— Послушай, — тихо начал Бурмин. — Я тебе, твоей дружбе, твоей верности и храбрости столь многим обязан. Самой жизнью…
Облаков смущённо остановил его. Почти робко напомнил:
— Ведь они тебя ждут.
Духу сказать «она» ему не хватило.
— Что ж, по-твоему, надо делать то, чего от тебя ждут другие?
Его зубы клацали. Лицо побледнело так, что светилось в темноте.
«Ему даже хуже, чем я полагал». Облаков сдался:
— Извини. Я не прав. У меня вообще нет права советовать: я не пережил то, что ты. Я лишь говорил как твой друг. Друг, который желает тебе…
— Нет. Ты прав. — Бурмин наклонился к окошку в передней стенке, толкнул его.
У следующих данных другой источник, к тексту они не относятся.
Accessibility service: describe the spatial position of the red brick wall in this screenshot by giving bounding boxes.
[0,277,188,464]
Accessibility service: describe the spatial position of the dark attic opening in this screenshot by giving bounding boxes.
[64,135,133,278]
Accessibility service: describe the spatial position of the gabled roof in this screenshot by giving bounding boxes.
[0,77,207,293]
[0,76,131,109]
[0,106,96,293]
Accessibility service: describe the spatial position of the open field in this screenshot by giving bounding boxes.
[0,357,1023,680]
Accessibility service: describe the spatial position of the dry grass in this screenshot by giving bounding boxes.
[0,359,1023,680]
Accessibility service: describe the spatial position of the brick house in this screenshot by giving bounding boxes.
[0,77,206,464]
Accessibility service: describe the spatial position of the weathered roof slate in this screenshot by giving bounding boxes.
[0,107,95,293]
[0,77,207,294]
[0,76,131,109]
Ворвался и засвистел ледяной воздух, от которого Облаков не почувствовал себя ни моложе, ни веселее, а лишь подобрался и запахнул шубу. Бурмин сквозь оконце ткнул тростью в подушкообразный зад укутанного на козлах кучера. Выпустил облачко пара:
— К Ивиным.
Шесть святых вечеров прошли. Все, кого хотели посмешить, посмеялись. Все, кого хотели попугать, тоже посмеялись. Все друг друга ряжеными увидели, даже и по нескольку раз, так что никого уже было не одурачить, как ни переряживайся. Тем более что идеи для костюмов иссякли. Костюмы надоели и — помятые, закапанные и оборванные — были возвращены в сундуки. Погадали — и на воске, и на снеге, и петухом. Оленьке вышел жених-портной, а Мари — табачник. Тот же табачник вышел и старому графу, все смеялись. Но и гадания иссякли. Потихоньку в углах комнат и зал большого дома Ивиных начала собираться скука, которую не разгоняло метавшееся на сквозняках пламя свечей. А впереди было ещё шесть крещенских вечеров, называемых в народе «погаными» (может, кстати, как раз поэтому). Прислуга даже при деле слонялась так, будто никакого дела не было. Граф шлёпал по зелёному сукну картами в пасьянсе, который не сходился никогда. Графиня глотала зевки над толстой книгой какого-то французского романа (какого-то — потому что переплёт его давно оторвался и пропал: книжка была старая, ещё матерью графини купленная и так же давно сосланная в деревню). И даже Оленька, бедная воспитанница, которая привыкла держать ухо востро и ни на миг не распускаться, вышила розу голубыми нитками и теперь спарывала маленькими ножницами, поворачивая шитье то так, то эдак, вытянув от усердия губы трубочкой, показывая пробор в чёрных волосах.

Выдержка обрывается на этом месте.